More and more people in England and Wales are being found in a decomposed state, long after dying, reveals a new study – a trend that's been noticeable over the last 40 years, and which isolation linked to the coronavirus pandemic may have made worse.
Researchers analyzed data from the UK's Office for National Statistics (ONS), studying statistics logged for deaths between 1979 and 2020.
While there's no official record of dead bodies that have gone undiscovered for an extended period of time, the team used two International Classification of Diseases (ICD) codes – which are recorded – as proxies to make an estimation.
Those codes are R98 for an "unattended death", and R99 for "other ill-defined and unknown causes of mortality".
The stats show a continual rise in these types of deaths, suggesting that more people are dying and decomposing before they're found.
"While mortality from all other causes decreased from 1979 to 2020, the opposite was seen for deaths from R98 and R99 (or 'undefined deaths'), with men more affected than women," write the researchers in their published paper.
"There was a sharp rise in these deaths in both sexes but in men particularly in the 1990s and 2000s, coinciding with a time when overall mortality was rapidly improving."
The team was from the University of Oxford, Imperial College London, and the Public Health Scotland and London School of Hygiene and Tropical Medicine in the UK.
The study makes reference to two cases, from May 2021 and February 2022, where deaths were not noticed for several years – in the former case, for three-and-a-half years in total.

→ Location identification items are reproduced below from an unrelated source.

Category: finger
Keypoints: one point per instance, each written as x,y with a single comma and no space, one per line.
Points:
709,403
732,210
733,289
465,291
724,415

These cases also coincide with periods when the UK was under lockdown to halt the spread of COVID-19.
According to the researchers, a "breakdown in formal and informal social support networks" could well be behind the trend, and the suggestion is that vulnerable people are "falling through the gaps" when it comes to being supported.
Previous studies have linked social isolation and loneliness with a greater chance of an early death, and we know that chronic or severe loneliness is common across the world – something that the pandemic would not have helped with.
The researchers now want to see more done to track this trend – an ONS code specifically for bodies that are decomposed when discovered would be a start – which would then be a starting point for trying to tackle the gruesome problem.
"The increase in people found dead from unknown causes suggests wider societal breakdowns of both formal and informal social support networks," write the researchers. "They are concerning and warrant urgent further investigation."
"We call on national and international authorities to consider measures that would make it possible to identify these deaths more easily in routine data."
The research has been published in the Journal of the Royal Society of Medicine.